The strategist focuses on charting a path to market dominance. He observes the landscape, looking for paths that get him from where he stands to a massive spread of virgin, fertile land he can own and defend. He thinks intensely about how his business can uniquely create value for a set of people, and builds a product around that value proposition. Without a path to a monster win there’s no point in continuing. Eventually the company will run out of room to operate even with a great product, and that will be that. Without the path, all other parts of the business are a futile waste of time. Follow a truly great path and all else will follow.

You might say the artist is product-first, and the strategist is market-first. That doesn’t mean the artist is necessarily an engineer or designer, nor does it mean the strategist is a marketing person. It’s just a way to describe how an entrepreneur approaches his task.

Thiel’s notes sound very much strategic, and his thoughts are absolutely fascinating. I love this kind of thinking, and I love to think this way – precisely because I naturally tend toward the artist category, I think.
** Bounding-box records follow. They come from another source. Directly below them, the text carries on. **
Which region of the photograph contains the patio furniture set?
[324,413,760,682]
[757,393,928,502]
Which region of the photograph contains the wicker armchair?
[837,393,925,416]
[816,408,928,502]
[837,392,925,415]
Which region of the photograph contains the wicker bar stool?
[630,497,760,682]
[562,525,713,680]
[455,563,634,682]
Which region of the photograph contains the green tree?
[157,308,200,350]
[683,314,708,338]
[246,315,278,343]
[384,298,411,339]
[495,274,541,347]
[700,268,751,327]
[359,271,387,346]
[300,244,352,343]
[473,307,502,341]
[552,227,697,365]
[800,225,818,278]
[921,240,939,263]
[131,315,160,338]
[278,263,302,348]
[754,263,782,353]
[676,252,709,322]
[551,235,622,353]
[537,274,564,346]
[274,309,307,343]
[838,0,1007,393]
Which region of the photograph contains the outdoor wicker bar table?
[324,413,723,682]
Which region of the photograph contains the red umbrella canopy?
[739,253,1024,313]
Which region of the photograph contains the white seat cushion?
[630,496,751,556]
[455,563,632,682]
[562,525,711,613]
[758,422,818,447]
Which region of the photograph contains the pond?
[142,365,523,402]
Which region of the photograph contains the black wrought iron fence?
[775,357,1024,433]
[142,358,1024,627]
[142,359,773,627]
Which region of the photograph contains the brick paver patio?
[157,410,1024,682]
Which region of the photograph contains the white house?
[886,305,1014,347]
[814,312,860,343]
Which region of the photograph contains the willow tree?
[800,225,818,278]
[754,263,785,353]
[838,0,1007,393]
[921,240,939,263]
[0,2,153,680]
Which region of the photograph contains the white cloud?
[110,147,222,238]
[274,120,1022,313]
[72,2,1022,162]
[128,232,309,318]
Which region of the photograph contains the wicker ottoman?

The entrepreneur’s job, of course, is to be both of these kind of people. Product/market fit happens when you do both well.

But I bet you could categorize every founder you meet as primarily an artist, or primarily a strategist. Try it some time.

*I am going to use “he” as the gender neutral, at least for this post. Someone needs to freaking invent a gender neutral pronoun one of these days. “He/She” is a pain in the butt; switching between “he” and “she” is confusing; using “she” instead of “he” doesn’t really solve the problem. I admit scaling the gender neutral pronoun will not be easy.